0
votes

I have been reading about the best way to open dialogs using PRISM and opening them the MVVM way, however what I have found so far seems to only work with custom dialogs. I'd like to be able to open a CommonOpenFileDialog when a button is clicked but I am very confused how I can do this while adhering to the MVVM pattern.

I can accomplish this using the code behind but I would like to avoid this if possible, but the problem I run into here is how I can then pass the dialog result to the view model from the code behind. Would an EventAggregator be acceptable here?

This is my SelectFolderDialog class which opens the dialog.

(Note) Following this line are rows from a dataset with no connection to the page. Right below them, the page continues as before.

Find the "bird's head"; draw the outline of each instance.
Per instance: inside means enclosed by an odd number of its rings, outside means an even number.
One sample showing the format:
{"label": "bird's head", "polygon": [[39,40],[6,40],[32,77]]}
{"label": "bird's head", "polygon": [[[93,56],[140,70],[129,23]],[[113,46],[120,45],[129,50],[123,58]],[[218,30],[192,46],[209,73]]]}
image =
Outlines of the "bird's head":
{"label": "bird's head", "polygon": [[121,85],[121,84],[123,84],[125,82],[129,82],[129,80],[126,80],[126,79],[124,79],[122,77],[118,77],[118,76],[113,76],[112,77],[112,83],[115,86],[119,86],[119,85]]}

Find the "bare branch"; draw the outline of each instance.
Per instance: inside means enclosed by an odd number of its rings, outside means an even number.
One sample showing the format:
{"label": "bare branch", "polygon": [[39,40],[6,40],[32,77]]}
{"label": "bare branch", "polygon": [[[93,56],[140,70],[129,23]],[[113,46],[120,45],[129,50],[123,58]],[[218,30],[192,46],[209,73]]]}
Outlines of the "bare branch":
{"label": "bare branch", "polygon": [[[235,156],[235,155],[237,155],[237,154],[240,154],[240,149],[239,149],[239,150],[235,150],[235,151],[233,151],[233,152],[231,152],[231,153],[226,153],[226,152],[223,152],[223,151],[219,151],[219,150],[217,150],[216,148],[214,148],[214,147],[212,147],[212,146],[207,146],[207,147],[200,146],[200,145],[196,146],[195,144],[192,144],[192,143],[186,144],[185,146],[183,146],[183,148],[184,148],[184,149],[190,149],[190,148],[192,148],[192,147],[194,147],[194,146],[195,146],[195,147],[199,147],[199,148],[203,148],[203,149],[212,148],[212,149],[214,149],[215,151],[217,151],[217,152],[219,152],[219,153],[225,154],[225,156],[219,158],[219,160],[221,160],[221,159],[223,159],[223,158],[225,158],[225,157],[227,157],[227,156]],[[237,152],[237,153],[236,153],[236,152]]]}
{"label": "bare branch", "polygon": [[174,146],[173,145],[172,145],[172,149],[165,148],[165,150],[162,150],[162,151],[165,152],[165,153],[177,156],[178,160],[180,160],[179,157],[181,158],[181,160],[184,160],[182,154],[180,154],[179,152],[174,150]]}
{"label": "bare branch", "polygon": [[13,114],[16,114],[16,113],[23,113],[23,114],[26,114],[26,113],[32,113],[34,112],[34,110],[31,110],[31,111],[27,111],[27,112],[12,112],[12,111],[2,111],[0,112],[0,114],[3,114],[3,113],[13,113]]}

This is currently called from my views code behind:

public class SelectFolderDialog
{

    public string SelectFolder()
    {

        var folderSelectorDialog = new CommonOpenFileDialog();
        folderSelectorDialog.EnsureReadOnly = true;
        folderSelectorDialog.IsFolderPicker = true;
        folderSelectorDialog.AllowNonFileSystemItems = false;
        folderSelectorDialog.Multiselect = false;
        folderSelectorDialog.InitialDirectory = Environment.GetFolderPath(Environment.SpecialFolder.MyDocuments);
        folderSelectorDialog.Title = "Select Folder";
        folderSelectorDialog.ShowDialog();

        string SelectedFolderPath = folderSelectorDialog.FileName;
        Console.WriteLine(SelectedFolderPath);

        return SelectedFolderPath;


    }
}
2

2 Answers

0
votes

The most MVVMy way is to have a SystemDialogService that you inject into your VMs, that has a method GetOpenFileDialogPath or something, that does exactly what your code does.

That way you can easily mock it in your unit tests and reuse it in other VMs.

Also, having a code behind IS NOT A BAD THING!

So, you rename your class by adding Service at the end, extract an interface for it and inject it in VM constructor using whatever dependency injection form you use.

Then in your button click command you can do:

var path = _systemDialogService.SelectFolder() - that's all

0
votes

A few years ago I wrote up a fairly detailed article showing how to do pure MVVM dialogs with data-binding, you might want to check out the sample project. In addition to the common system dialogs it also works fine with 3rd party dialog libraries.

I might be updating it soon actually, as I've recently implemented custom WPF dialog boxes (arbitrary shapes etc) which are similar but have a few quirks to you have to be mindful of.